How to solve the housing crisis?

Just read somewhere about Micah owning shit loads of properties. Surely this is not right. I understand the concept of enterprise n all. But come on. When u have footballers and other rich fuckers owning like 20 properties. Surely something has to be done about it.

Right now, go through London, and every corner there are new property builds. At some point UK or London will run out of space.

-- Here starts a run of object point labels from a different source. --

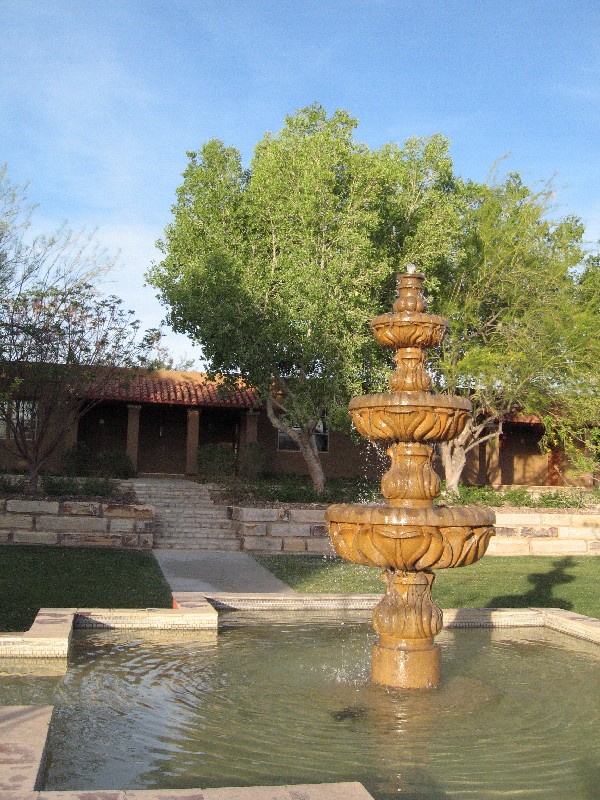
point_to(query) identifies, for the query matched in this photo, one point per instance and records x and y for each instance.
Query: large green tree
(276, 270)
(524, 326)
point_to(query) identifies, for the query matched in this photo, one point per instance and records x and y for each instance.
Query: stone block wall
(546, 533)
(523, 532)
(83, 523)
(282, 530)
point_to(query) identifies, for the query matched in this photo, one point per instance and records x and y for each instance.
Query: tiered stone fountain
(407, 534)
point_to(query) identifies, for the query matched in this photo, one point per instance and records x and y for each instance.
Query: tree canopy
(276, 271)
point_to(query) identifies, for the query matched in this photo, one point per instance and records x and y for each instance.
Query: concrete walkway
(198, 571)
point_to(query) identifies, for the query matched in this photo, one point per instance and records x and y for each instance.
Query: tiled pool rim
(24, 729)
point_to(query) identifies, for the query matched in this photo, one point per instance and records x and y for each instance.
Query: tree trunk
(311, 456)
(454, 458)
(33, 479)
(305, 439)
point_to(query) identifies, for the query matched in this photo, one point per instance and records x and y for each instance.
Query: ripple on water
(517, 714)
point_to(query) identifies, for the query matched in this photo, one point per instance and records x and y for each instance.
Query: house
(161, 417)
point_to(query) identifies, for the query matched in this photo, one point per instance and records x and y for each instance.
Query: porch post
(133, 433)
(193, 437)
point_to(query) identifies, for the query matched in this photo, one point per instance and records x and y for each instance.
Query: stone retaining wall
(282, 530)
(523, 532)
(83, 523)
(545, 533)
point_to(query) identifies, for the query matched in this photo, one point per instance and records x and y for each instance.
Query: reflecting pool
(517, 714)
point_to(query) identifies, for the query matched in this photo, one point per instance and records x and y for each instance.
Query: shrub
(561, 500)
(251, 461)
(215, 461)
(518, 496)
(77, 460)
(98, 487)
(114, 464)
(56, 485)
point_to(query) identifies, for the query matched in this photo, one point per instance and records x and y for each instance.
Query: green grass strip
(569, 582)
(35, 577)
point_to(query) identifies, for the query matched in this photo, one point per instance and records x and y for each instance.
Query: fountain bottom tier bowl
(408, 543)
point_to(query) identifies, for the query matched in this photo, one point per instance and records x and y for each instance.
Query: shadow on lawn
(541, 593)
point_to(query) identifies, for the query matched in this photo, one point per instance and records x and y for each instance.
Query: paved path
(197, 571)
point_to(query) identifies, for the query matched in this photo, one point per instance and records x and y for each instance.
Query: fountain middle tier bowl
(410, 539)
(409, 329)
(409, 416)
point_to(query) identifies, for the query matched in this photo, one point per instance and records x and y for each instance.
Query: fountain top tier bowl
(407, 535)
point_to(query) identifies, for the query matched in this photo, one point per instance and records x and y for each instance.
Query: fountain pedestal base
(407, 619)
(406, 666)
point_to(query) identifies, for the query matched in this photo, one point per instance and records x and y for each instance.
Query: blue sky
(100, 100)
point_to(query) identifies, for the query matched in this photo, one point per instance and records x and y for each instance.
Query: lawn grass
(34, 577)
(570, 582)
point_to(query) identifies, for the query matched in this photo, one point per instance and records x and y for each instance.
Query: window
(285, 443)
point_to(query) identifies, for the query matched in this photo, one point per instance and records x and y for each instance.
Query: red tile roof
(177, 388)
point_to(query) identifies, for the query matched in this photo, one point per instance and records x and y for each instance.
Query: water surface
(517, 715)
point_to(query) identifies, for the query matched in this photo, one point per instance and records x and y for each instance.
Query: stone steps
(186, 517)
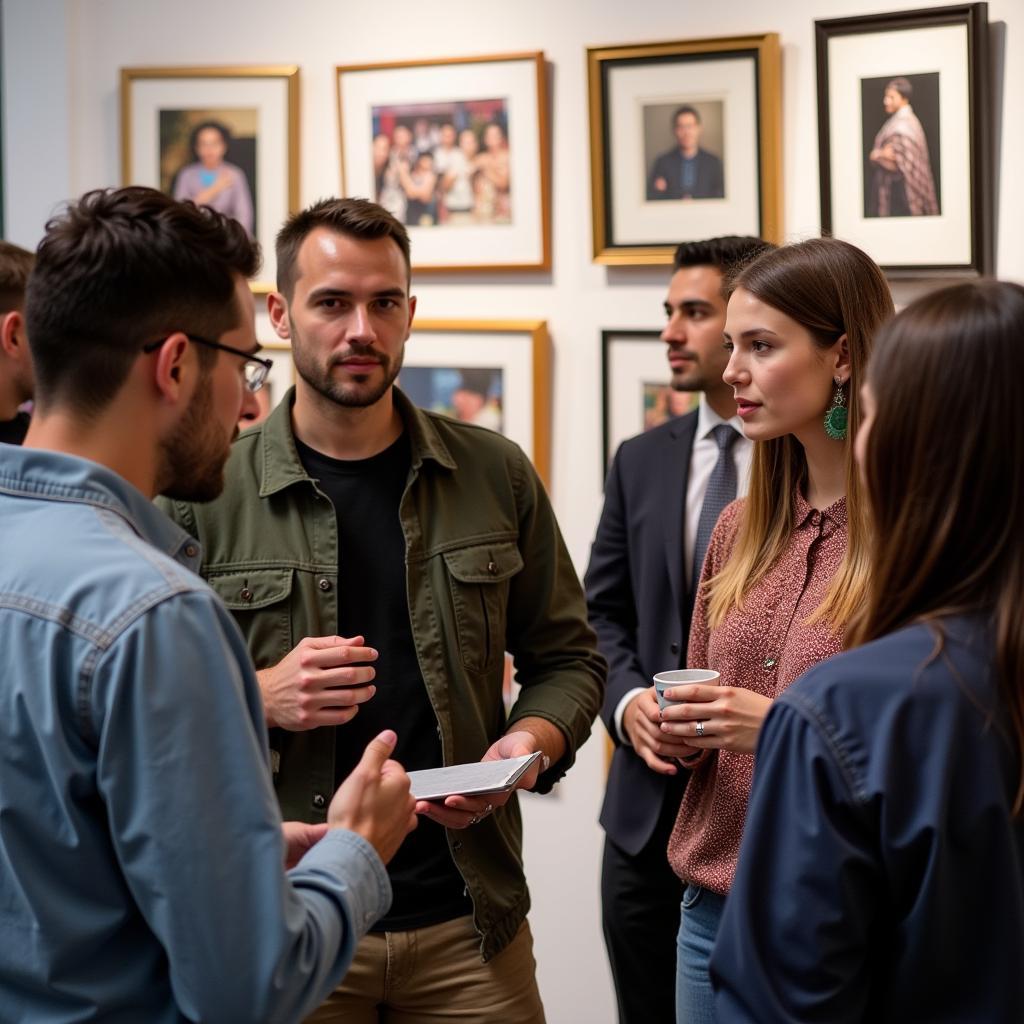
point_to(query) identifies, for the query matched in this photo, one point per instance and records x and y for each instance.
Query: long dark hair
(830, 288)
(944, 473)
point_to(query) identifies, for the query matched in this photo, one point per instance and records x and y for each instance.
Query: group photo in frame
(496, 374)
(636, 388)
(225, 137)
(685, 142)
(457, 150)
(903, 138)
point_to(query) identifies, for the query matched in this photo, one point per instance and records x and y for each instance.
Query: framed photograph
(903, 143)
(685, 142)
(494, 373)
(635, 380)
(458, 151)
(226, 137)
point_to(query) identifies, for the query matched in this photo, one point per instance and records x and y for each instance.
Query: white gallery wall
(61, 136)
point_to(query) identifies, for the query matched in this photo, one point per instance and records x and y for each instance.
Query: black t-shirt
(373, 603)
(13, 431)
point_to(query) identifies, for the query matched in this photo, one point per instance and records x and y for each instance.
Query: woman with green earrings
(785, 567)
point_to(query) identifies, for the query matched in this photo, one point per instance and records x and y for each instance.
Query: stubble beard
(194, 457)
(356, 394)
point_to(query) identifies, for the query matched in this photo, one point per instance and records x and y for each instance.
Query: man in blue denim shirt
(141, 852)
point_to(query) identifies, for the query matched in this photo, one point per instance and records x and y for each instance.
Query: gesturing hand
(375, 801)
(726, 718)
(642, 722)
(320, 682)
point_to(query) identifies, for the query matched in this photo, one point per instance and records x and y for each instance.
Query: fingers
(378, 752)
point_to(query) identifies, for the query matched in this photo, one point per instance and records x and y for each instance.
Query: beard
(354, 393)
(195, 455)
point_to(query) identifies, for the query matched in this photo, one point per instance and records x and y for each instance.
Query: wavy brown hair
(830, 288)
(944, 469)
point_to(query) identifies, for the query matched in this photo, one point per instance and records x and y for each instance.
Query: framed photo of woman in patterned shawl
(903, 138)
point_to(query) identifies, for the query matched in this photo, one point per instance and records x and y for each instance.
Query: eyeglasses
(256, 369)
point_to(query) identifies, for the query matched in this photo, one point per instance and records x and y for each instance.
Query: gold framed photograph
(685, 142)
(457, 150)
(226, 137)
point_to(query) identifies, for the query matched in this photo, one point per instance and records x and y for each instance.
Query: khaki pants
(435, 974)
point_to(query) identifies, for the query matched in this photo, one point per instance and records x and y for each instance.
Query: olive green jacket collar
(280, 459)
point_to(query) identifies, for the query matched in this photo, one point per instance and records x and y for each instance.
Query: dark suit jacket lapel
(680, 437)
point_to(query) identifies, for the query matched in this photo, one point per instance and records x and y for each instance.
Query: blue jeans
(701, 911)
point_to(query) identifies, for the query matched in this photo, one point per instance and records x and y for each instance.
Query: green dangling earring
(838, 416)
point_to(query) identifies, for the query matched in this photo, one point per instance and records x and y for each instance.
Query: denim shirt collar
(58, 476)
(280, 458)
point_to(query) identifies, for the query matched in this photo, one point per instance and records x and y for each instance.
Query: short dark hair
(357, 218)
(685, 109)
(115, 270)
(15, 266)
(902, 86)
(729, 253)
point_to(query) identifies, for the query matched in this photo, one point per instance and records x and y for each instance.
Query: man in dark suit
(686, 171)
(639, 593)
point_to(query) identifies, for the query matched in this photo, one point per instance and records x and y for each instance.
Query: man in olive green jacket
(350, 518)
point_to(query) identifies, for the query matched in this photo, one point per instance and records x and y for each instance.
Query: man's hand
(375, 801)
(299, 838)
(642, 723)
(320, 682)
(529, 734)
(727, 718)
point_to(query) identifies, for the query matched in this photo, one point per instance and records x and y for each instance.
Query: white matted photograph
(903, 137)
(457, 151)
(494, 373)
(685, 143)
(224, 137)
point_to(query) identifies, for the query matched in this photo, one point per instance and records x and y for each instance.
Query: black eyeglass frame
(255, 375)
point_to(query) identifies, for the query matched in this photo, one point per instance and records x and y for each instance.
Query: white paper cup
(677, 677)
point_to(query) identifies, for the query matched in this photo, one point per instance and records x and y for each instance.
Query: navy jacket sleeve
(807, 843)
(610, 601)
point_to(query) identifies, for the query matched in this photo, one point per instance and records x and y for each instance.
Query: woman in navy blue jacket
(882, 871)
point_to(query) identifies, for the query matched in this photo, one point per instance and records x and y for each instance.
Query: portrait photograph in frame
(637, 394)
(903, 138)
(226, 137)
(457, 150)
(496, 374)
(685, 142)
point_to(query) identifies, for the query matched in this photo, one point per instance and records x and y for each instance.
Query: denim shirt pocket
(478, 580)
(259, 600)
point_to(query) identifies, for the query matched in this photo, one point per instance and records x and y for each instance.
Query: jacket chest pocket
(260, 602)
(478, 581)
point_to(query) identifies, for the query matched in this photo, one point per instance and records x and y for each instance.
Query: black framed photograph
(685, 143)
(636, 387)
(903, 139)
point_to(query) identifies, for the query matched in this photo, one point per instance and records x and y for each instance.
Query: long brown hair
(944, 468)
(830, 288)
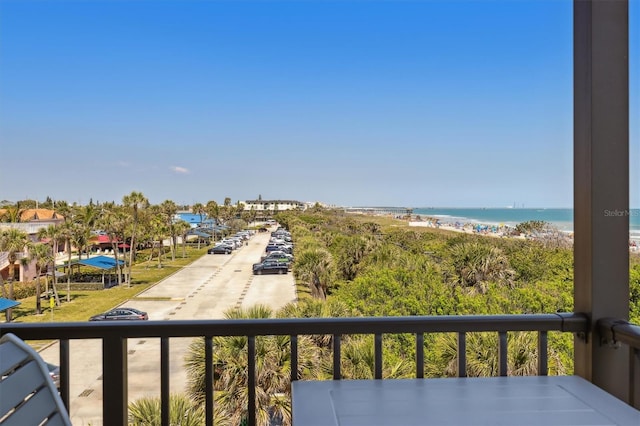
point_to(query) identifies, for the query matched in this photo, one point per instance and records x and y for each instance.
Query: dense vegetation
(366, 266)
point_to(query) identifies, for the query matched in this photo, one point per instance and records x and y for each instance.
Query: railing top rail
(567, 322)
(616, 330)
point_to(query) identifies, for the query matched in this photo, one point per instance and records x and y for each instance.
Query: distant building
(192, 219)
(31, 221)
(271, 206)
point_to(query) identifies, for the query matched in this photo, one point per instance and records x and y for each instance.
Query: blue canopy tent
(7, 304)
(104, 263)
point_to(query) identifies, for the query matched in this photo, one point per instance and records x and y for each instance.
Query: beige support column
(601, 182)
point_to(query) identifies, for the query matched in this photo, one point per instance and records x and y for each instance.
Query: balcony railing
(616, 333)
(114, 338)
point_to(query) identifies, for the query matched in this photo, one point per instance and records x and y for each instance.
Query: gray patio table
(534, 400)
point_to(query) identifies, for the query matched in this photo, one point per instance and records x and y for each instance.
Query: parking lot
(204, 289)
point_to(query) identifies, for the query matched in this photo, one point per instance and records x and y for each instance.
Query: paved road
(203, 290)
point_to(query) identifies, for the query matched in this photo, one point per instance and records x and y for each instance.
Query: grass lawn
(85, 303)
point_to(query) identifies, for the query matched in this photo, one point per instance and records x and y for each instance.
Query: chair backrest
(28, 395)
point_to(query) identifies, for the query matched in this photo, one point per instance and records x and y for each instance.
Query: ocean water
(561, 218)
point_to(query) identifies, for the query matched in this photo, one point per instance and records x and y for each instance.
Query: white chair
(28, 395)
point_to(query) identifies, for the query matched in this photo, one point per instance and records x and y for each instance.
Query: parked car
(270, 267)
(278, 254)
(280, 258)
(117, 314)
(220, 249)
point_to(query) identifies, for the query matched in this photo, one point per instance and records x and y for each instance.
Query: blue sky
(406, 103)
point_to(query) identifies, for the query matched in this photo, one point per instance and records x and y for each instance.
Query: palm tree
(182, 412)
(158, 229)
(12, 214)
(86, 219)
(273, 372)
(314, 266)
(482, 355)
(135, 201)
(169, 210)
(113, 221)
(43, 256)
(181, 228)
(15, 242)
(55, 235)
(477, 265)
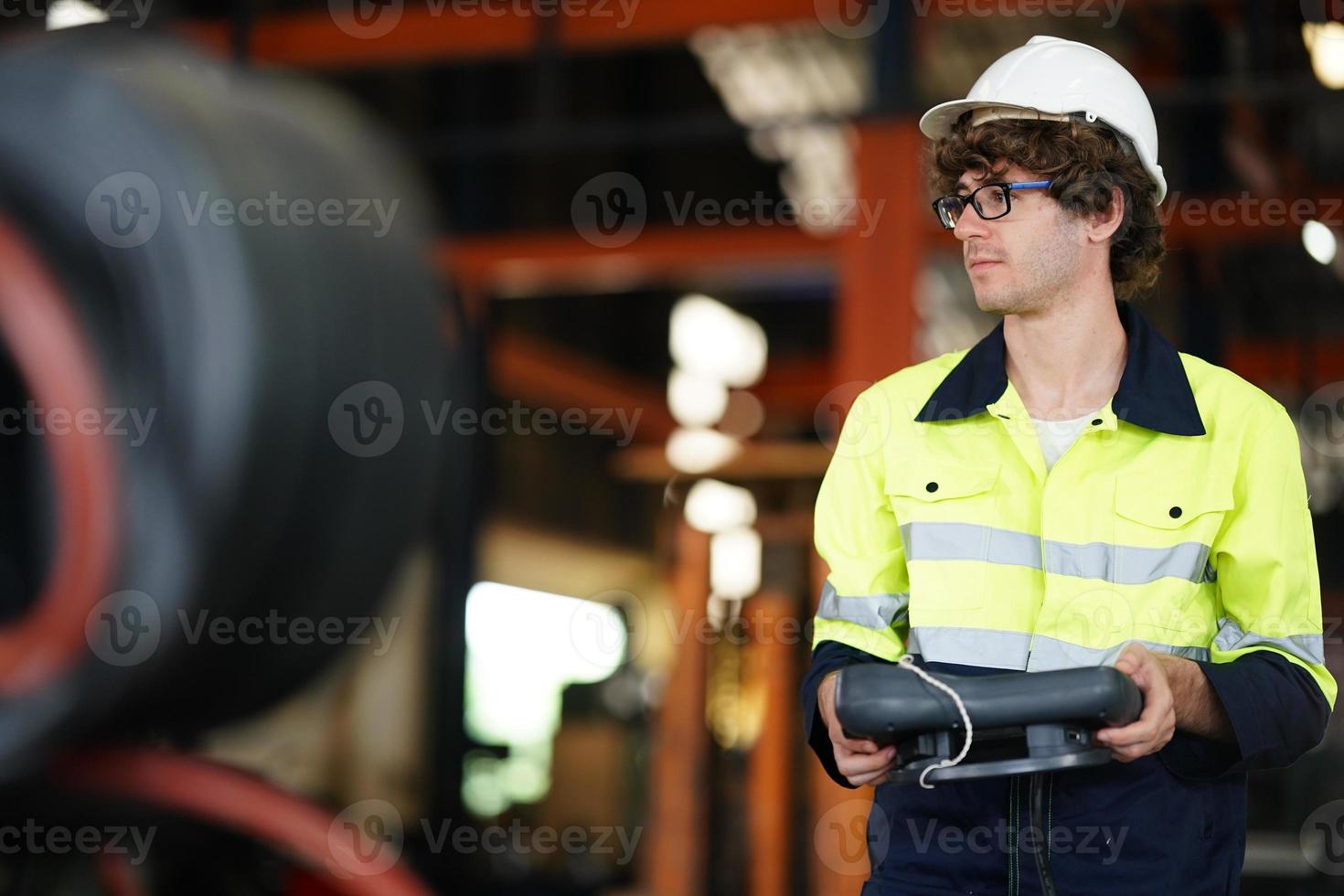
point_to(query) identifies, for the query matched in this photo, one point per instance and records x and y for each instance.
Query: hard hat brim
(937, 123)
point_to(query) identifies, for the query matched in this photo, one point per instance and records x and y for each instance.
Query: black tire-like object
(251, 498)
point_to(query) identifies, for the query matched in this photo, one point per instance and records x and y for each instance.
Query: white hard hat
(1047, 80)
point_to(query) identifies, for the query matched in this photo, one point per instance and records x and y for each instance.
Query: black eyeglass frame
(969, 199)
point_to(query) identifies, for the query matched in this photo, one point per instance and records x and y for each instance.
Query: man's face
(1024, 261)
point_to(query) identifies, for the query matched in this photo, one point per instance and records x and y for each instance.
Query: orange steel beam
(534, 369)
(1266, 361)
(479, 28)
(875, 315)
(549, 260)
(679, 815)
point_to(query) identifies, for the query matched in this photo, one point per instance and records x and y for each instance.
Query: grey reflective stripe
(1115, 563)
(1128, 564)
(869, 610)
(989, 647)
(1308, 647)
(969, 541)
(1051, 653)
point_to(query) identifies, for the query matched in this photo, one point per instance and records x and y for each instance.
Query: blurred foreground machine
(206, 417)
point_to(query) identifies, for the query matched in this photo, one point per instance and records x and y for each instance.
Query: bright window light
(1318, 242)
(709, 338)
(714, 507)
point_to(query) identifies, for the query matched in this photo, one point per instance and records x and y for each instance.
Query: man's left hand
(1157, 723)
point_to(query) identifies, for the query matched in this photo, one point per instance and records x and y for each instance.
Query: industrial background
(683, 235)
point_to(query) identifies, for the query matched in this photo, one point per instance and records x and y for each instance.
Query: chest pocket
(1166, 527)
(1161, 509)
(945, 512)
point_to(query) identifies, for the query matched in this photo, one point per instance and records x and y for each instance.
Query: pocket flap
(941, 481)
(1166, 504)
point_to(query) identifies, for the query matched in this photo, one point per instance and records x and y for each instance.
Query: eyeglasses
(989, 202)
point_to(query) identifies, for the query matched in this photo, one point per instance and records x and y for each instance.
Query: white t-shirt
(1057, 435)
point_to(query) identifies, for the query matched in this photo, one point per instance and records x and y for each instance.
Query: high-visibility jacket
(1179, 518)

And its the reason for the increase in stamp duty. Sorry doesn't work. Maybe increase taxes on people owning more than 3 properties. That should sort the shortages. Oh wait, even politicians are in on this also. What a fucked up world.
They just turn themselves into limited companies and dodge tax, there’s a lad at work who with his mate owns 9 properties they’ve created a company and the way they can write things off etc they pay very little if any tax. Now imagine millionaires doing this (Robbie fowler) on a huge scale.
 
They just turn themselves into limited companies and dodge tax, there’s a lad at work who with his mate owns 9 properties they’ve created a company and the way they can write things off etc they pay very little if any tax. Now imagine millionaires doing this (Robbie fowler) on a huge scale.
u hot the nail on the head. That limited company setup - what a fucking joke. Yes I know a albanian dude also. Been in the country for around 15 years. Anyhow he has 3 houses in London under his limited company. He works in IT contracting. And the whole thing doesn't make sense and is not fair one bit.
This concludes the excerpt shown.